James G. Swinnerton

James G. Swinnerton is not remembered strictly as a Nevada artist. However, mention the name "Jimmy" Swinnerton, and his popular cartoon series "Little Jimmy" in the Hearst newspapers might come to mind. Swinnerton's poor health was a major reason for his sketching and painting in the dry climate of Southern Nevada. His paintings have been characterized as straight forward, not influenced by the more expressive styles of his day. For a time in the 1930s, he resided in Las Vegas, and died in Palm Springs at age ninety-eight.

Below is reprinted with permission from the Nevada Historical Society Quarterly.

Nevada Historical Society Quarterly
Volume 33, Summer 1990, Number 2
Jerry A. Schefcik


During the last half of the 1800s, the United States was experiencing growth and prosperity as never before.
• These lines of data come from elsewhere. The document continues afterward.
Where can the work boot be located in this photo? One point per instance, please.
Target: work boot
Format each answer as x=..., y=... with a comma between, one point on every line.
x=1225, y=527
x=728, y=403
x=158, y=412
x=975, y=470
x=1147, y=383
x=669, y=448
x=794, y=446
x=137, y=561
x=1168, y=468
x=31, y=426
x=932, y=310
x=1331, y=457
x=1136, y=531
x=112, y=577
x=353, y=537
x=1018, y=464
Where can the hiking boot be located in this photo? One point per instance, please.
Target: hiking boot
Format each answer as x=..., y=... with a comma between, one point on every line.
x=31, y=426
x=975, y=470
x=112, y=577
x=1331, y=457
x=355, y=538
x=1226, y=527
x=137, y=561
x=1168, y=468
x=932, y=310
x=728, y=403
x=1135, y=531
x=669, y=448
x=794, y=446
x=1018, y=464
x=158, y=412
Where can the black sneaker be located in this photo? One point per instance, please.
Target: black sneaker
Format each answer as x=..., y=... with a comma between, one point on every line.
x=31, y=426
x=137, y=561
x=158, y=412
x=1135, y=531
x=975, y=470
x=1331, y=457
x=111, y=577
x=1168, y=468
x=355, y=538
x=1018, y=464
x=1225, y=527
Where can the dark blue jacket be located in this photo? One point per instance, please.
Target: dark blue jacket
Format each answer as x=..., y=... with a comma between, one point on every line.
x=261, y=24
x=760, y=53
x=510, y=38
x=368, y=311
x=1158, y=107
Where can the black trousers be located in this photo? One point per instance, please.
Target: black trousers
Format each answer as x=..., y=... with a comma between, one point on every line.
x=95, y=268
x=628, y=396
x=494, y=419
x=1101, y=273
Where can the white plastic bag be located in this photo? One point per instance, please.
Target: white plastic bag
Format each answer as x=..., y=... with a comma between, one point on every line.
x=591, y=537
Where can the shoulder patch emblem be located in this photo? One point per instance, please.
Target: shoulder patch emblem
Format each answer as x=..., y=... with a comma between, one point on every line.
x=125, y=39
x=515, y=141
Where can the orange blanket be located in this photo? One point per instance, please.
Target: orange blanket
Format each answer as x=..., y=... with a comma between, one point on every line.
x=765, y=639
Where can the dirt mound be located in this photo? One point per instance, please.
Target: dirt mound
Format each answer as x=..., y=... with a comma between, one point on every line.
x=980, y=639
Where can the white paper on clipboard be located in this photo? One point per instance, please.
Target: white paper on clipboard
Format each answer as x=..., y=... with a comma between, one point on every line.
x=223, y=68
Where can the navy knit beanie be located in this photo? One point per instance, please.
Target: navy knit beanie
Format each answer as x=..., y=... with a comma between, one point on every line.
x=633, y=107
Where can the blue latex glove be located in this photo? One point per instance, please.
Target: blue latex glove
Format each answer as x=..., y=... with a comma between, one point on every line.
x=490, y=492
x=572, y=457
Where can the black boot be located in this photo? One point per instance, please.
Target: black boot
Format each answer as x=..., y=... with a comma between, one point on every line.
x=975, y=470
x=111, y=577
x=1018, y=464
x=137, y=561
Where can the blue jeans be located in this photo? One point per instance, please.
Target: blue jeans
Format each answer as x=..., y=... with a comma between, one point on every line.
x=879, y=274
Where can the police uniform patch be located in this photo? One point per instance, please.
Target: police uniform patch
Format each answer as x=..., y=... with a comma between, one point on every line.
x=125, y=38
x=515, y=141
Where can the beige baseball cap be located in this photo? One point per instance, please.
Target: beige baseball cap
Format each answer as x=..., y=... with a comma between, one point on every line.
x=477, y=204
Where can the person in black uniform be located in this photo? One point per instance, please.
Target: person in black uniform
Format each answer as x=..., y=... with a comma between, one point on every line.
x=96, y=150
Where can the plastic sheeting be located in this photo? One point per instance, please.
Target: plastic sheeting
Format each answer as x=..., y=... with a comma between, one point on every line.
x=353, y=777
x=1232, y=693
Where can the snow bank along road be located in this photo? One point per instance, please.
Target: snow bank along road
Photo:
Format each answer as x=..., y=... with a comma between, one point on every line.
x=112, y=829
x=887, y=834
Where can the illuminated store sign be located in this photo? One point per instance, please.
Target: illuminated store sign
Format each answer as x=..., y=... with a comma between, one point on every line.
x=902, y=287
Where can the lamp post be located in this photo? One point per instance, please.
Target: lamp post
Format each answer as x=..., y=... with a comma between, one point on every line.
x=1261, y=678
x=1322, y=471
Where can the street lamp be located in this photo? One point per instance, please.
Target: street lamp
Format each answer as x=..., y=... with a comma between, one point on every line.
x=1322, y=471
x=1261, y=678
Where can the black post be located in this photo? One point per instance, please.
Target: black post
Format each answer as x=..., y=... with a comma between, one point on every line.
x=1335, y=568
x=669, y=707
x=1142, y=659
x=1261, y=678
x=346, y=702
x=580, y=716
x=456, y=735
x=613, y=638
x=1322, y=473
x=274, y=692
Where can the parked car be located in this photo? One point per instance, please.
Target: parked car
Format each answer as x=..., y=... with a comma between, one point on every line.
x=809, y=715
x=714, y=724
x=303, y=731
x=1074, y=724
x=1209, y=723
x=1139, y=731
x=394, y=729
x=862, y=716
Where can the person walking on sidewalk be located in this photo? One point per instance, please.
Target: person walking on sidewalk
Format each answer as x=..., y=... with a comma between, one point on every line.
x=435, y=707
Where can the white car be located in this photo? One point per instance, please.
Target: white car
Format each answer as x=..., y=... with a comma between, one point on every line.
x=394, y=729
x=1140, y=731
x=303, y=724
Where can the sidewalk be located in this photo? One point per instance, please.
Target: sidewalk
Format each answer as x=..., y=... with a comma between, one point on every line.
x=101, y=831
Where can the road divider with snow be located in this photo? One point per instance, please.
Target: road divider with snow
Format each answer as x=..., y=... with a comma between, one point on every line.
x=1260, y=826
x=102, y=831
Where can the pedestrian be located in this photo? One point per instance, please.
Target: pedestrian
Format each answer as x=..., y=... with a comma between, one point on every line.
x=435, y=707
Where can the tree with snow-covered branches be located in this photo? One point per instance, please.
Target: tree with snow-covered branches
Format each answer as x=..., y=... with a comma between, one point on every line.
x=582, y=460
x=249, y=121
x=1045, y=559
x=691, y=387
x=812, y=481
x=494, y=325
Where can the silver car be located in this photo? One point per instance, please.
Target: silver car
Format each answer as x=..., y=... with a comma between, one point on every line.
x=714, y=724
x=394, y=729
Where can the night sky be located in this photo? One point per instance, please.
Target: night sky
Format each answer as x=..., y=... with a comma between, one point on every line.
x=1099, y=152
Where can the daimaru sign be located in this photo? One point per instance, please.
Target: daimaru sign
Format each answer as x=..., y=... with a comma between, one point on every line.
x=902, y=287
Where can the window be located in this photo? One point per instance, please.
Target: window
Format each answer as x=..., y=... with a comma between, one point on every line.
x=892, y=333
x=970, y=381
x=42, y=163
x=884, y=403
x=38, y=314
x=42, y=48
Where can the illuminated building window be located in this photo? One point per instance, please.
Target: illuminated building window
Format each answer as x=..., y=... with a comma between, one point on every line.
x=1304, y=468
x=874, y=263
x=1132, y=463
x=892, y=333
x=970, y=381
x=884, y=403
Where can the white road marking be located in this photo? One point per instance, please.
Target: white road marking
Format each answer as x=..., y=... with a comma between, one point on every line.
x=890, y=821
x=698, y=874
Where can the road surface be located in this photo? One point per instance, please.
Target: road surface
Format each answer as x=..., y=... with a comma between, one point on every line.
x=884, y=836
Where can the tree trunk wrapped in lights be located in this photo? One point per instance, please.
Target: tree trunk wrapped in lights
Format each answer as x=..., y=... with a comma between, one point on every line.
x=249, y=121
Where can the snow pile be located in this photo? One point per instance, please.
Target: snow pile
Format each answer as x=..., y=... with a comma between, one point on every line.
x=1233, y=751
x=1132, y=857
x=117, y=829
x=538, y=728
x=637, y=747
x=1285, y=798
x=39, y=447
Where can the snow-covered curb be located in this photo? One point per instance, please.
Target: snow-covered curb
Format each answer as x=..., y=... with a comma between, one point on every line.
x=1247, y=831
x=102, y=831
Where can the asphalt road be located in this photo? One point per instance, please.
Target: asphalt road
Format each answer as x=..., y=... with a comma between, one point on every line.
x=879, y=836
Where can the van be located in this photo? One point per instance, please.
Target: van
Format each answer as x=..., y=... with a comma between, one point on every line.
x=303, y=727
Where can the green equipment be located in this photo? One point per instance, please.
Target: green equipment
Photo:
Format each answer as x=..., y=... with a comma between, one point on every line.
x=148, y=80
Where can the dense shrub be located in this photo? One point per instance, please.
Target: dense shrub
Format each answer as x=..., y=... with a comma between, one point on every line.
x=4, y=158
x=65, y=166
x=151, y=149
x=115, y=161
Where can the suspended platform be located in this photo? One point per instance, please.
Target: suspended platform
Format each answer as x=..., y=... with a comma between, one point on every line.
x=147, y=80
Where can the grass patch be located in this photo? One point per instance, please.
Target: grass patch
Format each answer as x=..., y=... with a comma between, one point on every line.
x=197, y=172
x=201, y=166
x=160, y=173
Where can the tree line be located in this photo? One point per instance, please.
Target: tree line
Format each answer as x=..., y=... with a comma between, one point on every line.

Pioneers in all fields were drawn to the American West to try their luck at mining, commerce, ranching, agriculture, publishing, and even art. Artists such as Albert Bierstadt and Thomas Moran romanticized the mountains of Colorado and Wyoming. New Mexico captured the hearts of a group that became known as the Taos Society of Artists, with painters like Ernest L. Blumenschein, Herbert Dunton, and Joseph Sharp. Others, such as Frederic Remington and Charles Russell, roamed the plains states and immortalized the cowboy. California was home to another artist population, one that was particularly interested in landscape painting and which included Maynard Dixon. Nevada had yet to attract the interest of skilled artists. Those associated with the state in the early years were here only on a temporary basis.

James "Jimmy" Guilford Swinnerton was one such artist—not native to Nevada but nonetheless influential on the state's cultural heritage. Swinnerton was born in Eureka, California, on November 13, 1875. His mother died only a few months after giving birth, which prompted his father to seek help from the boy's grandparents, who lived in the Santa Clara Valley. They reared the boy, and he enjoyed an adventurous childhood full of stories from his grandfather about the West and the Gold Rush. Swinnerton's father, who was founder and editor of the Humboldt Star, remarried, but it was not until the boy's grandmother died that he returned to live with his father and stepmother. When this arrangement did not work out, Swinnerton, at age fourteen, ran away to San Francisco. There he apprenticed to become a harness-racing jockey, a short-lived endeavor. Swinnerton's father searched him out, and together they discussed a more suitable career for the youth. He had shown talent for drawing and, with his father's approval, he elected to seek a career as an artist. His father enrolled him at the San Francisco Art School, where he studied with William Keith, one of California's best-known landscape painters, and Emil Carlsen.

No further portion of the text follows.